The post body is consists of the sa and work jsons combined – like this

{
  work: { ... the content of work.json },
  sa: {... the content of sa.json}
}

If your json files are separate, you can combine them to post with curl like this

curl -X POST -H "Content-Type:application/json"  -d "{\"work\":$(cat jsons/work.json),\"sa\":$(cat sa/sa.json)}" \
http://localhost:8080

from cloud run

There’s a fair bit of setup to go through to set up your cloud run endpoint

authenticate

First make sure you are logged in to gcloud (otherwise you’ll have all sorts of worrying and surprising errors)

gcloud auth login

Build a container

You can use the Dockerfile in the repo. Here my project id is ‘bmcrusher-test’ and my build is going to be called ‘bm-drive-cloud’. This will use cloud build to create a container, and will also upload to the cloud registry. There are various apis it needs to enable in your project, but the build process generally asks if it can. You’ll need billing enabled on your project, but cloud run has a generous free tier.

gcloud builds submit --tag gcr.io/bmcrusher-test/bm-drive-cloud

deploy the container

This will deploy and create an endpoint for your app on cloud run. You’ll be asked a few things – you’ll most likely want to pick ‘Cloud Run (fully managed)’, and the service name as the default. There are some hints during the dialog on how to make your choices permament for the future if you want to.

Next you’ll be asked for a region – probably best to pick the same one that your cloud storage is hosted at.

Finally you’ll be asked whether unauthenticated invocations are allowed.
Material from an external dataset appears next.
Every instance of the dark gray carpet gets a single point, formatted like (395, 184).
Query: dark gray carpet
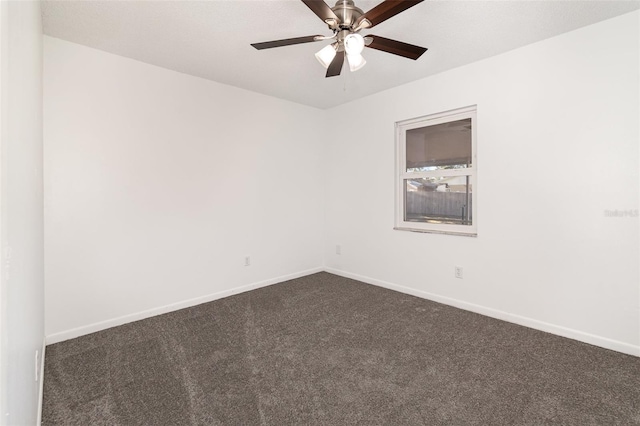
(328, 350)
We’ll deal with authentication (to the cloud run endpoint) later. Authentication is already of course in place to Drive and Storage using your service accounts in sa.json. This applies just to be able to invoke the cloud run endpoint at all. For now, just allow unauthenticated invocations.

gcloud run deploy --image gcr.io/bmcrusher-test/bm-drive-cloud

There will be a link to a log file displayed you can look at to check if there are any deployment errors

test cloud run

At the end of the deployment you’ll see something like this

Service [bm-drive-cloud] revision [bm-drive-cloud-xxxx] has been deployed and is serving 100 percent of traffic.
Service URL: https://bm-drive-cloud-zzzzzz.run.app

The service URL is how to you access your app via a post, so we can just repeat the curl command from previously to test it, this time using the service URL

curl -X POST -H "Content-Type:application/json"  -d "{\"work\":$(cat jsons/work.json),\"sa\":$(cat sa/sa.json)}" \
https://bm-drive-cloud-zzzzzz.run.app

You can see the log files from the cloud console under cloud run.

setting up the service accounts

You need to create service accounts with storage and drive permissions (or you could use one with both permissions), download the key file(s) and set up your sa.json file as described earlier. If you are using Drive, you’ll also need to enable G suite delegation and allow it to access Drive Scopes. All this is desperately yawn-making stuff, so I won’t repeat it here – but you can see some screen shots of how at The nodejs Drive API, service account impersonation and async iterators here

plugins

Currently this only supports Drive and GCS. However its a plugin architecture, so we can add other providers like DropBox and of course local files from Node too – watch this space.